Но нет худа без добра. Каша в городе заварилась внезапно такая крутая, хотя я тоже этого не знал, лежа в «бублике», что на наш завод вынуждены были явиться какие-то типы из ЦК партии, то ли завотделом с инструкторами, то ли комиссия партконтроля, но это неважно. Братья мои по классу, друзья мои по цеху потребовали наказания хулиганья, напавшего на меня на улице, и ответа на свой общий вопрос: в чем дело? Почему изо дня в день ухудшается снабжение рабочего класса продуктами первой необходимости? Хотя в газетах мы читаем, что страна наша богатеет год от года. Сколько это будет продолжаться? Какими причинами вызвана хроническая недостача мяса, масла, рыбы, овощей и фруктов?

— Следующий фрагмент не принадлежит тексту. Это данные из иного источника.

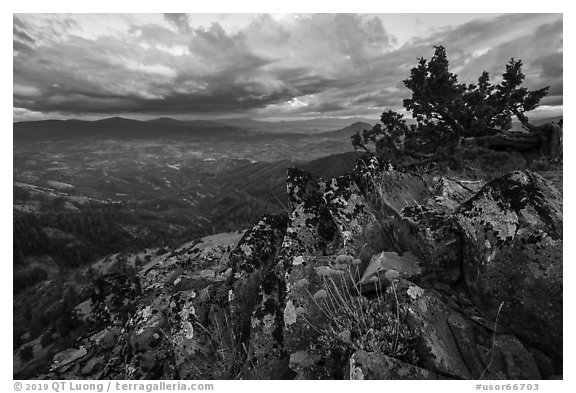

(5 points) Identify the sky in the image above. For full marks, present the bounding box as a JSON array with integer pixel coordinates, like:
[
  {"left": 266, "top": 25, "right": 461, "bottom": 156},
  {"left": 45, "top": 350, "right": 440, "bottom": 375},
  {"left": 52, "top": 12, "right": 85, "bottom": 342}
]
[{"left": 13, "top": 13, "right": 563, "bottom": 121}]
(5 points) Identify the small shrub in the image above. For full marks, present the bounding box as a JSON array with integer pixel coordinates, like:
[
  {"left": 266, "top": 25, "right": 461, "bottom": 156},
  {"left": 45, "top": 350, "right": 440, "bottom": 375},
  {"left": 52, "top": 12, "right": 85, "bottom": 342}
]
[{"left": 310, "top": 256, "right": 418, "bottom": 364}]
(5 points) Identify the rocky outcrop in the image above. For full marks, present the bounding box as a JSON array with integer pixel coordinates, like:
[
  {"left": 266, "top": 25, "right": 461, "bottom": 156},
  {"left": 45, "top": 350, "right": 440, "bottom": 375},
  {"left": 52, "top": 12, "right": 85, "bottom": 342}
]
[
  {"left": 46, "top": 158, "right": 562, "bottom": 379},
  {"left": 455, "top": 171, "right": 563, "bottom": 359}
]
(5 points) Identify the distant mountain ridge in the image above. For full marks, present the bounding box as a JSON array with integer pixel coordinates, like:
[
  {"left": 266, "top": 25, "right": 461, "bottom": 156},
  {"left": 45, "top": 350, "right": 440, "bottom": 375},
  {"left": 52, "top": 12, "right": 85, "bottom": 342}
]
[{"left": 13, "top": 117, "right": 378, "bottom": 140}]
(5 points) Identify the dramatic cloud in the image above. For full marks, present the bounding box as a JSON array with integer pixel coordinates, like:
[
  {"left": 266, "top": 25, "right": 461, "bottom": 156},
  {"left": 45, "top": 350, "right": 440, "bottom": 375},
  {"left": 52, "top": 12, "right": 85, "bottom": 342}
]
[{"left": 13, "top": 14, "right": 563, "bottom": 120}]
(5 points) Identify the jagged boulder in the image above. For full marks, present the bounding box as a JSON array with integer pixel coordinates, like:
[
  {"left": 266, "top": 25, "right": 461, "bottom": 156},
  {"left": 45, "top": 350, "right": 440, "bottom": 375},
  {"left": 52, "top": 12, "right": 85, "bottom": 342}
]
[
  {"left": 283, "top": 255, "right": 359, "bottom": 379},
  {"left": 243, "top": 270, "right": 295, "bottom": 379},
  {"left": 228, "top": 215, "right": 287, "bottom": 347},
  {"left": 455, "top": 171, "right": 563, "bottom": 361},
  {"left": 278, "top": 168, "right": 341, "bottom": 274},
  {"left": 426, "top": 176, "right": 485, "bottom": 213},
  {"left": 385, "top": 205, "right": 462, "bottom": 284},
  {"left": 324, "top": 174, "right": 385, "bottom": 267},
  {"left": 355, "top": 157, "right": 430, "bottom": 215},
  {"left": 388, "top": 279, "right": 541, "bottom": 379}
]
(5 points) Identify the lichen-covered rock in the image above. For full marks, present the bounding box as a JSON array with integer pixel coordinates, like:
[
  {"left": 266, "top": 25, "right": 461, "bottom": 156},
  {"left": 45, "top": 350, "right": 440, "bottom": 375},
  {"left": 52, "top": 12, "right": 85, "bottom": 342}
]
[
  {"left": 228, "top": 215, "right": 287, "bottom": 347},
  {"left": 359, "top": 251, "right": 422, "bottom": 286},
  {"left": 387, "top": 279, "right": 474, "bottom": 379},
  {"left": 324, "top": 174, "right": 384, "bottom": 267},
  {"left": 426, "top": 177, "right": 485, "bottom": 213},
  {"left": 278, "top": 168, "right": 340, "bottom": 274},
  {"left": 243, "top": 270, "right": 294, "bottom": 379},
  {"left": 386, "top": 205, "right": 462, "bottom": 283},
  {"left": 168, "top": 285, "right": 236, "bottom": 379},
  {"left": 455, "top": 171, "right": 563, "bottom": 361},
  {"left": 355, "top": 157, "right": 430, "bottom": 215},
  {"left": 283, "top": 256, "right": 357, "bottom": 379},
  {"left": 347, "top": 350, "right": 446, "bottom": 380}
]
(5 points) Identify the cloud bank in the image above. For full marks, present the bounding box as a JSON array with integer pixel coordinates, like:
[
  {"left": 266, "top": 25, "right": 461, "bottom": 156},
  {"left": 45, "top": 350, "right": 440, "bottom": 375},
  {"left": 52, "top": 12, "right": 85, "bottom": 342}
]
[{"left": 13, "top": 14, "right": 563, "bottom": 120}]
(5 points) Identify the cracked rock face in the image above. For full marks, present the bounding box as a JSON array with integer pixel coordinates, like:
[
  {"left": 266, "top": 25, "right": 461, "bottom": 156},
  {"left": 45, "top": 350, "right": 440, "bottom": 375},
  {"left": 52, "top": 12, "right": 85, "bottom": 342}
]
[
  {"left": 42, "top": 158, "right": 562, "bottom": 379},
  {"left": 455, "top": 171, "right": 563, "bottom": 359}
]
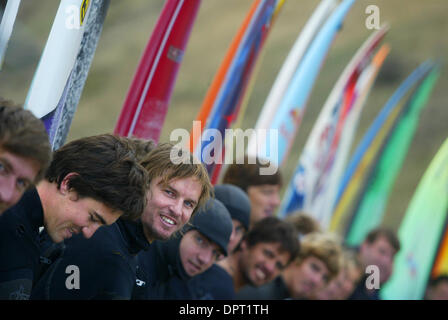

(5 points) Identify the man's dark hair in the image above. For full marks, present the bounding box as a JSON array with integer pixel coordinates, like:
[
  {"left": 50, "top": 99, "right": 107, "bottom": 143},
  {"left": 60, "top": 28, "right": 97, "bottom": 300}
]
[
  {"left": 0, "top": 98, "right": 51, "bottom": 183},
  {"left": 243, "top": 217, "right": 300, "bottom": 264},
  {"left": 428, "top": 274, "right": 448, "bottom": 288},
  {"left": 45, "top": 134, "right": 149, "bottom": 220},
  {"left": 365, "top": 227, "right": 400, "bottom": 252},
  {"left": 222, "top": 156, "right": 282, "bottom": 193}
]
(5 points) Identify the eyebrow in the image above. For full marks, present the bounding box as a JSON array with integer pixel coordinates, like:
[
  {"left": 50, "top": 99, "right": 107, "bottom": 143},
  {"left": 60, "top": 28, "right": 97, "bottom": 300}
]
[
  {"left": 93, "top": 211, "right": 107, "bottom": 225},
  {"left": 0, "top": 157, "right": 33, "bottom": 185},
  {"left": 165, "top": 184, "right": 198, "bottom": 207}
]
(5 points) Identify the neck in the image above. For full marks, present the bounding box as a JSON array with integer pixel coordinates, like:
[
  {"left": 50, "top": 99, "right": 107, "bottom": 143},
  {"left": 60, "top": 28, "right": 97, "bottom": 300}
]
[
  {"left": 221, "top": 251, "right": 248, "bottom": 292},
  {"left": 36, "top": 180, "right": 54, "bottom": 226},
  {"left": 142, "top": 221, "right": 155, "bottom": 244}
]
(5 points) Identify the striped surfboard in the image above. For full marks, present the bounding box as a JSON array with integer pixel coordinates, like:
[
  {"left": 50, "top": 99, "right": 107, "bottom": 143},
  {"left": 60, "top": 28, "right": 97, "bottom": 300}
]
[
  {"left": 280, "top": 26, "right": 388, "bottom": 227},
  {"left": 114, "top": 0, "right": 201, "bottom": 142},
  {"left": 330, "top": 61, "right": 432, "bottom": 234},
  {"left": 345, "top": 67, "right": 439, "bottom": 246},
  {"left": 257, "top": 0, "right": 355, "bottom": 166}
]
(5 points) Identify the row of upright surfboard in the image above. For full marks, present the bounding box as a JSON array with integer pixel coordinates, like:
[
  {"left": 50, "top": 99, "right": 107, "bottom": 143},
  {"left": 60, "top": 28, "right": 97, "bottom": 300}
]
[{"left": 0, "top": 0, "right": 448, "bottom": 299}]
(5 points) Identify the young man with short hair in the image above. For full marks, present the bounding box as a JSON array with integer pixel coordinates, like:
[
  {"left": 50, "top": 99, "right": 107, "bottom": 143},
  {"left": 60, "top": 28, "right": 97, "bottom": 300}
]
[
  {"left": 0, "top": 135, "right": 148, "bottom": 299},
  {"left": 223, "top": 156, "right": 282, "bottom": 226},
  {"left": 133, "top": 199, "right": 232, "bottom": 300},
  {"left": 32, "top": 144, "right": 212, "bottom": 300},
  {"left": 237, "top": 232, "right": 341, "bottom": 300},
  {"left": 218, "top": 217, "right": 300, "bottom": 292},
  {"left": 0, "top": 98, "right": 51, "bottom": 215},
  {"left": 349, "top": 227, "right": 400, "bottom": 300},
  {"left": 178, "top": 184, "right": 251, "bottom": 300}
]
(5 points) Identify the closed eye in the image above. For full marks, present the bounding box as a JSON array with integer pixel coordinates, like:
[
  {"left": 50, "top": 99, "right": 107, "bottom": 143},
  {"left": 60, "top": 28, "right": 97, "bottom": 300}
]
[
  {"left": 184, "top": 200, "right": 196, "bottom": 209},
  {"left": 16, "top": 179, "right": 30, "bottom": 190}
]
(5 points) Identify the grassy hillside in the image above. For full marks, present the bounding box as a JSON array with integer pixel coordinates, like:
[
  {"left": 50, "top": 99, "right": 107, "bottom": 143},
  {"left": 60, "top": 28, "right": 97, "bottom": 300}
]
[{"left": 0, "top": 0, "right": 448, "bottom": 227}]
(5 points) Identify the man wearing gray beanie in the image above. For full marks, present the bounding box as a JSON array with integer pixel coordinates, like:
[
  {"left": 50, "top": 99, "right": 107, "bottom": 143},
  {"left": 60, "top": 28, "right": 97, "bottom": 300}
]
[
  {"left": 181, "top": 184, "right": 251, "bottom": 300},
  {"left": 132, "top": 199, "right": 232, "bottom": 300},
  {"left": 214, "top": 184, "right": 251, "bottom": 254}
]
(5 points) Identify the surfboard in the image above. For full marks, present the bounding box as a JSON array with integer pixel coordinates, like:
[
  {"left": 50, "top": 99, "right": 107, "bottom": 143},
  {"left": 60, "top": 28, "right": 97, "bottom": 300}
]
[
  {"left": 195, "top": 0, "right": 276, "bottom": 176},
  {"left": 114, "top": 0, "right": 201, "bottom": 142},
  {"left": 210, "top": 0, "right": 285, "bottom": 184},
  {"left": 50, "top": 0, "right": 110, "bottom": 150},
  {"left": 24, "top": 0, "right": 90, "bottom": 146},
  {"left": 345, "top": 64, "right": 439, "bottom": 246},
  {"left": 247, "top": 0, "right": 337, "bottom": 157},
  {"left": 330, "top": 61, "right": 432, "bottom": 234},
  {"left": 380, "top": 135, "right": 448, "bottom": 300},
  {"left": 258, "top": 0, "right": 354, "bottom": 166},
  {"left": 189, "top": 0, "right": 261, "bottom": 152},
  {"left": 280, "top": 26, "right": 388, "bottom": 227},
  {"left": 0, "top": 0, "right": 20, "bottom": 70}
]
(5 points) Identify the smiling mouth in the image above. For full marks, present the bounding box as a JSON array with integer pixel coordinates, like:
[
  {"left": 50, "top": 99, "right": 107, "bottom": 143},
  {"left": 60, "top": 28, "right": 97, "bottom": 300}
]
[
  {"left": 160, "top": 216, "right": 176, "bottom": 226},
  {"left": 189, "top": 261, "right": 201, "bottom": 273},
  {"left": 255, "top": 268, "right": 267, "bottom": 280}
]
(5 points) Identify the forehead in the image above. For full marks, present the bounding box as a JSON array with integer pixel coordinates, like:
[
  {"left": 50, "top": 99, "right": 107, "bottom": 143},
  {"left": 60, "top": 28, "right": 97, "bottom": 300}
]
[
  {"left": 0, "top": 148, "right": 40, "bottom": 181},
  {"left": 151, "top": 177, "right": 202, "bottom": 201},
  {"left": 249, "top": 242, "right": 290, "bottom": 263}
]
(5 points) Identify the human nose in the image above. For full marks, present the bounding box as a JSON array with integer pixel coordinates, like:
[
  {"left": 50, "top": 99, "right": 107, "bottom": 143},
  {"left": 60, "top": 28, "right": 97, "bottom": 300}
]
[
  {"left": 271, "top": 193, "right": 281, "bottom": 207},
  {"left": 198, "top": 249, "right": 213, "bottom": 265},
  {"left": 82, "top": 223, "right": 99, "bottom": 239},
  {"left": 0, "top": 177, "right": 19, "bottom": 204},
  {"left": 170, "top": 199, "right": 183, "bottom": 217}
]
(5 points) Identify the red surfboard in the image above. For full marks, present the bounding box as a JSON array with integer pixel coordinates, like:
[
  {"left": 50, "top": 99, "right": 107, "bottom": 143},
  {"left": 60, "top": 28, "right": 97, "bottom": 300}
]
[{"left": 114, "top": 0, "right": 201, "bottom": 142}]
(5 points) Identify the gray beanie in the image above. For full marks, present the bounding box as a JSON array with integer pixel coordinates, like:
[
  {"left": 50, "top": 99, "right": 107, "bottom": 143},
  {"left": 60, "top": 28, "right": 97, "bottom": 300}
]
[
  {"left": 215, "top": 184, "right": 250, "bottom": 230},
  {"left": 184, "top": 198, "right": 233, "bottom": 256}
]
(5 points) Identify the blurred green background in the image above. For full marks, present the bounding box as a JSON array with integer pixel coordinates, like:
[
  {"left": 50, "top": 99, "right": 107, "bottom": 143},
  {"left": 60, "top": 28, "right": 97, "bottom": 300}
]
[{"left": 0, "top": 0, "right": 448, "bottom": 232}]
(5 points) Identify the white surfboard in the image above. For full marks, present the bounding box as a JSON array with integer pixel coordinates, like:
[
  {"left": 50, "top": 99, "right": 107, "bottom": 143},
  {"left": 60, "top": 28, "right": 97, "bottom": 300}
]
[
  {"left": 24, "top": 0, "right": 90, "bottom": 118},
  {"left": 247, "top": 0, "right": 338, "bottom": 156},
  {"left": 280, "top": 26, "right": 388, "bottom": 226},
  {"left": 0, "top": 0, "right": 20, "bottom": 70}
]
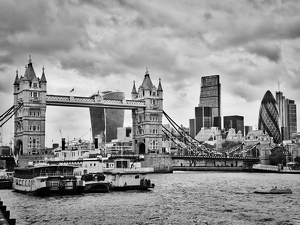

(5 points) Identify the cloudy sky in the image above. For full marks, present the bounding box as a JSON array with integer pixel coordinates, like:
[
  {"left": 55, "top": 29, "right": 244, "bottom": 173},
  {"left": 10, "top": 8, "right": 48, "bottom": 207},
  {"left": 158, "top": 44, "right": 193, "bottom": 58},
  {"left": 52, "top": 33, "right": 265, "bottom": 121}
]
[{"left": 0, "top": 0, "right": 300, "bottom": 147}]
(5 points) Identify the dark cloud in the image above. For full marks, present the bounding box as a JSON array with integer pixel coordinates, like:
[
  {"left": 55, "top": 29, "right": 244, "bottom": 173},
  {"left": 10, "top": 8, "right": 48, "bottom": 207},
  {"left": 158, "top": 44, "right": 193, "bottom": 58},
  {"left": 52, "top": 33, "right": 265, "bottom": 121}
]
[
  {"left": 245, "top": 43, "right": 281, "bottom": 62},
  {"left": 204, "top": 13, "right": 213, "bottom": 20}
]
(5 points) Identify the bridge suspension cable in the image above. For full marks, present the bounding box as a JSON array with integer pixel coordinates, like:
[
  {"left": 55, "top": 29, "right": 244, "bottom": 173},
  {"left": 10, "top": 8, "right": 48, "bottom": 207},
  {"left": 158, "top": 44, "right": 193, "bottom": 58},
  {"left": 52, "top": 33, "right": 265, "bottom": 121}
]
[{"left": 0, "top": 103, "right": 23, "bottom": 127}]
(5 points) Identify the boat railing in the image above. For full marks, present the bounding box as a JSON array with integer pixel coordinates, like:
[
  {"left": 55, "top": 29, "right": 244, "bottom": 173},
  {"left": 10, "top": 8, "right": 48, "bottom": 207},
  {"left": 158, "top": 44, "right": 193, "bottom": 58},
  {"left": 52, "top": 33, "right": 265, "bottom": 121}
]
[
  {"left": 252, "top": 164, "right": 278, "bottom": 171},
  {"left": 39, "top": 171, "right": 76, "bottom": 177},
  {"left": 103, "top": 167, "right": 154, "bottom": 173}
]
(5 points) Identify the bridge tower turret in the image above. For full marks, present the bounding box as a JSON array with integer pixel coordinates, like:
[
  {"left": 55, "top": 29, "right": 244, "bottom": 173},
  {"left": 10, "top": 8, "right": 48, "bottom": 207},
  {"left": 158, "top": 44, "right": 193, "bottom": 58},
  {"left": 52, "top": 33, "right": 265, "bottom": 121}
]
[
  {"left": 131, "top": 68, "right": 163, "bottom": 154},
  {"left": 13, "top": 57, "right": 47, "bottom": 155}
]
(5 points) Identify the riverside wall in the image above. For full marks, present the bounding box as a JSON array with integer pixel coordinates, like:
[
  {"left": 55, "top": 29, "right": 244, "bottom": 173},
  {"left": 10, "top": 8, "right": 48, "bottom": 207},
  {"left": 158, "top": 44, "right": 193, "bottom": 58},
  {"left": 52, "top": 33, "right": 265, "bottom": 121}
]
[{"left": 0, "top": 201, "right": 16, "bottom": 225}]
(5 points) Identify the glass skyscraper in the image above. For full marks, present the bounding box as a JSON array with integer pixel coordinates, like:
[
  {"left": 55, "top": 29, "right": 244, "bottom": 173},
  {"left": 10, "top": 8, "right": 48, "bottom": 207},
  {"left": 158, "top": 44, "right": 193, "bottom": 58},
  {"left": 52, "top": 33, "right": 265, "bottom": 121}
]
[
  {"left": 258, "top": 90, "right": 281, "bottom": 143},
  {"left": 276, "top": 91, "right": 297, "bottom": 140}
]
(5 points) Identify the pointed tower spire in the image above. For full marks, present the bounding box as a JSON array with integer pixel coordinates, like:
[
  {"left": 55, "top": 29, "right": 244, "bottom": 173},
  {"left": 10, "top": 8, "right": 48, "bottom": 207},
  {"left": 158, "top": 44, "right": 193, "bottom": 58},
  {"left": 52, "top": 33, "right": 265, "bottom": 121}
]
[
  {"left": 14, "top": 70, "right": 20, "bottom": 85},
  {"left": 24, "top": 55, "right": 36, "bottom": 81},
  {"left": 131, "top": 81, "right": 137, "bottom": 94},
  {"left": 157, "top": 78, "right": 163, "bottom": 91},
  {"left": 41, "top": 67, "right": 47, "bottom": 82}
]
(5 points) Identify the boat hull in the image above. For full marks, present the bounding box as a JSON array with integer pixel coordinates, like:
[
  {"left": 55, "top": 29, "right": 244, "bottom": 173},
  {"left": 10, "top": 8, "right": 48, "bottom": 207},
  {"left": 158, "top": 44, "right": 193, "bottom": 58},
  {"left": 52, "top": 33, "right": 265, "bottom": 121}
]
[
  {"left": 0, "top": 180, "right": 12, "bottom": 189},
  {"left": 84, "top": 181, "right": 111, "bottom": 193},
  {"left": 253, "top": 188, "right": 293, "bottom": 194}
]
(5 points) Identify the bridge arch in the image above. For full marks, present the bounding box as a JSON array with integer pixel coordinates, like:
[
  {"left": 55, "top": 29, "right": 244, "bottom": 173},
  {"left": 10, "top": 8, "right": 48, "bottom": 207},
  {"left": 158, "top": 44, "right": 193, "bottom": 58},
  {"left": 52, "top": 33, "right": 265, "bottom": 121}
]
[
  {"left": 138, "top": 142, "right": 146, "bottom": 155},
  {"left": 15, "top": 139, "right": 23, "bottom": 155}
]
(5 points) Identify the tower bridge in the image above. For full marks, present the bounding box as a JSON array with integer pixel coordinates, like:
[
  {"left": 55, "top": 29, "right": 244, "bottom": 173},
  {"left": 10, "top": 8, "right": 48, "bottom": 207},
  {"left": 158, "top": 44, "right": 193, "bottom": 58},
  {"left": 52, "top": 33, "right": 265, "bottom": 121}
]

До каких пор мы унизительно будем таскаться в Москву за колбасой, тратя нервы, казенный бензин и время своего кровного отдыха? Почему государство не передает в частные руки сельское хозяйство, если само, отвлекаясь на заграничные игры, полеты в космос, военную индустрию и всякую пропагандистскую показуху, не может поднять животноводство и завалить жратвой шестьдесят лет не отходящий от станков рабочий класс? Сколько вы нас передовицами кормить будете? Когда вы нам правду говорить начнете, которую мы можем понять не хуже вас, потому что мы не враги самим себе, своим детям и земле, на которой мы родились, выросли, на которой помрем, даст бог, и которую нам же, по вашему призыву, защищать придется, если у вас ума не хватит договориться с китайцами и американцами?
Да! Прямо вот так в лоб поставили вопросы наши работяги, и товарищам из ЦК пришлось попотеть, поизворачиваться, побегать к прямому проводу в кабинете Пушкина для обмозговывания ответов с шишками из политбюро. Но не буду отвлекаться.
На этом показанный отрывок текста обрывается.